The original recipe for the sauce is a little hazy but here is the general idea.

1 onion, finely chopped
1 clove garlic, crushed
1 can tomato soup
1/2 can water
1/3 cup fruit chutney
1/4 cup worcestershire sauce

I remember that I was always checking that I had fruit chutney when I wanted to make this.

Like many recipes, this one seemed to run its course and then was forgotten once the girls left home.

I thought of it not long ago and have made it a couple of times recently with some amendments.

Some of these were necessary because I now eat a gluten-free diet.  Canned tomato soup contains gluten so I substitute home-made tomato paste and some additional water.  Naturally I no longer mix pasta into the dish.  The sausages I buy are gluten-free but you would need to check that, too.

2013-06-18 01The jar of tomato paste looks over full as I store it upside-down in the refrigerator which inhibits the growth of any mould.  This also applies to commercially produced tomato paste as well.

The recipe has evolved and varies depending on what is in the cupboard/refrigerator.  I made it this morning using the following ‘recipe’.

1 onion, finely chopped
1 clove garlic, crushed
Remainder of tomato paste (home-made) – about 1/4 cup
Water – enough to rinse the jars and create the right consistencey
Handful of sultanas
Vinegar – about 2 tablespoons
Rosella jam (home-made) – about 2 tablespoons – bottle rinsed out
1/4 cup worcestershire sauce (home-made)
Tomato sauce – home-made (remnant in the bottle) – rinsed out

2013-06-18 02Here are some of the jars – on the left is the worcestershire sauce.  The middle jar is the rosella jam mixed with vinegar and the last of the tomato sauce (empty bottle on the right).
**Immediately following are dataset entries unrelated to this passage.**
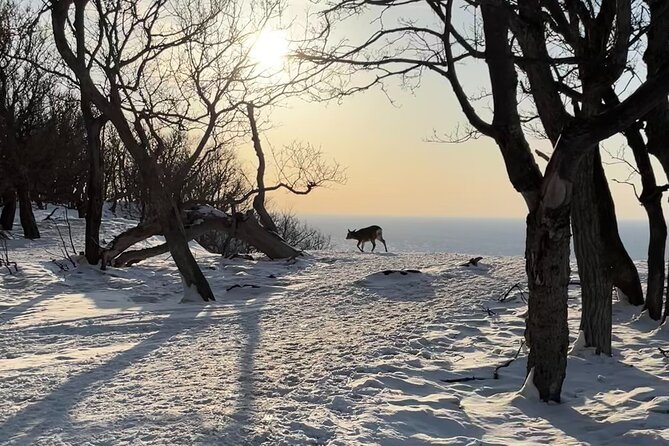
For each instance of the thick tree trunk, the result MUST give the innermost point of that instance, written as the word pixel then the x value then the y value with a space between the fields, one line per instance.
pixel 199 220
pixel 547 263
pixel 26 214
pixel 95 185
pixel 190 271
pixel 9 210
pixel 657 133
pixel 593 265
pixel 128 238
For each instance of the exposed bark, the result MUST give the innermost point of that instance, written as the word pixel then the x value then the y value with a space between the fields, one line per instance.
pixel 197 221
pixel 593 265
pixel 8 210
pixel 651 200
pixel 593 233
pixel 128 238
pixel 26 214
pixel 547 254
pixel 95 183
pixel 161 199
pixel 259 199
pixel 657 132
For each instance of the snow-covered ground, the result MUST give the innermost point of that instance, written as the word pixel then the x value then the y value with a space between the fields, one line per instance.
pixel 327 350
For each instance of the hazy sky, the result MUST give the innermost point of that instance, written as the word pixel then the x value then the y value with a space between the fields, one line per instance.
pixel 392 170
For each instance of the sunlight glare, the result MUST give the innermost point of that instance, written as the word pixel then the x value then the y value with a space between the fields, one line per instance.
pixel 269 50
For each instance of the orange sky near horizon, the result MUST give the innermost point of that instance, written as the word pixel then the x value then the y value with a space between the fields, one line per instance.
pixel 393 171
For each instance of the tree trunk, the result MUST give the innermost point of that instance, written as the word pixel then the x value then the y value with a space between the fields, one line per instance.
pixel 657 133
pixel 197 221
pixel 547 264
pixel 128 238
pixel 625 275
pixel 191 273
pixel 26 215
pixel 172 227
pixel 9 210
pixel 593 267
pixel 95 185
pixel 259 199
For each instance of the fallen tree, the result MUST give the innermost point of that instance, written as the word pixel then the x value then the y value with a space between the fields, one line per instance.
pixel 197 220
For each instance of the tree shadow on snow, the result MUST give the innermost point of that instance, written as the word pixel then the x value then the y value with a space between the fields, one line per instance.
pixel 52 412
pixel 590 430
pixel 239 428
pixel 399 285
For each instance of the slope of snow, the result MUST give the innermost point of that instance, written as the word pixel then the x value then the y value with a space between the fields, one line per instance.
pixel 325 350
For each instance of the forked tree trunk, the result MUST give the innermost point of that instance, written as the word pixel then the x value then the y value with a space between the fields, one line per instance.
pixel 95 185
pixel 199 220
pixel 9 210
pixel 259 199
pixel 593 264
pixel 26 214
pixel 547 264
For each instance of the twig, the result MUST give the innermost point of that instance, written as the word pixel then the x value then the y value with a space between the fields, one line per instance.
pixel 496 372
pixel 515 286
pixel 69 232
pixel 459 380
pixel 488 310
pixel 508 363
pixel 48 217
pixel 474 261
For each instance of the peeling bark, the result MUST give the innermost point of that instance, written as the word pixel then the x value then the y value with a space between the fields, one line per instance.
pixel 197 221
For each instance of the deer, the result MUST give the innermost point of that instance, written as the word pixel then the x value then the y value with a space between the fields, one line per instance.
pixel 369 234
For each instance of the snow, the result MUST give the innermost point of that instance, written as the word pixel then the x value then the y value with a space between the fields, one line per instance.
pixel 579 344
pixel 529 390
pixel 324 350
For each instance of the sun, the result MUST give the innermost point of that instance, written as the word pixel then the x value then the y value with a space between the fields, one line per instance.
pixel 269 50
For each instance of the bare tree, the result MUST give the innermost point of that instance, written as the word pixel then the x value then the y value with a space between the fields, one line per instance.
pixel 152 65
pixel 552 43
pixel 24 91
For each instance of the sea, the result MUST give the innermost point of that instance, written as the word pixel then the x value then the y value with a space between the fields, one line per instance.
pixel 475 236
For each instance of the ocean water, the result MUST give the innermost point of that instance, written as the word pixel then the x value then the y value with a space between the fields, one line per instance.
pixel 505 237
I had cooked the sausages on Sunday night and cut them up ready so they were added and the mixture simmered for about 10 minutes.
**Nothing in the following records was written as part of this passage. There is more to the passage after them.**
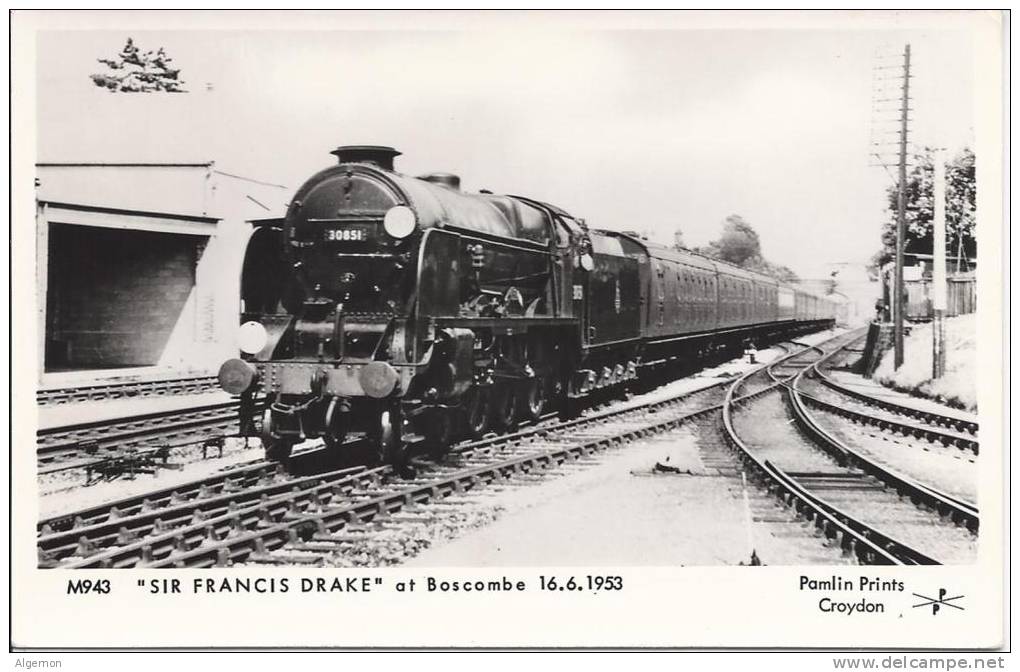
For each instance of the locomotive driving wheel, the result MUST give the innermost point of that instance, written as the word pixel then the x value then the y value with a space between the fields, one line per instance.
pixel 277 449
pixel 477 408
pixel 335 430
pixel 438 427
pixel 532 399
pixel 503 407
pixel 387 440
pixel 532 391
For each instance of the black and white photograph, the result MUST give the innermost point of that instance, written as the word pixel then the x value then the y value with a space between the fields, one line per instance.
pixel 358 312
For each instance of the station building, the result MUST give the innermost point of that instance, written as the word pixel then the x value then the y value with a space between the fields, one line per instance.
pixel 139 267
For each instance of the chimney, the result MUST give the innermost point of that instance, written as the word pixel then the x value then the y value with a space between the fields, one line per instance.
pixel 447 179
pixel 375 154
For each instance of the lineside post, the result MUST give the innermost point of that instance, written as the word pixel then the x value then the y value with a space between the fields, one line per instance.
pixel 938 289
2013-06-18 03Like so many casserole-type meals this sauce will benefit from standing and the flavours will develop further by the time we have dinner tonight.  There is some home-made pasta in the freezer which The Duke will have with the suasages in sauce and I will have stir-fried shredded sweet potato with mine.

6 thoughts on “Long Forgotten Original

  1. making your own tomato paste is a great idea..I never buy any cooked tomato products any more as they are all full of mould…All it takes is one bad tomato and you’ll have mould in the batch …my good friend is a food technician and the company she worked for she had to taste the tomato sauce to make sure no mould could be tasted…before bottling it up …I always use only fresh tomatoes in my recipes now… my immune system doesn’t need any mould to deal with …suppresses your immunity…When tomatoes are a good price I buy in bulk and wash chop and freeze them in 1 kilo bags …

  2. I like to make up a new meal that uses up everything left in the fridge – in my case it’s usually soup or a curry, but a tomato based dish happens sometimes too.

    I’d love to see how you make your tomato paste.

  3. I find that covering the surface of a partly used jar of Tomato paste with cooking oil before refrigerating seems to prevent growth of mould.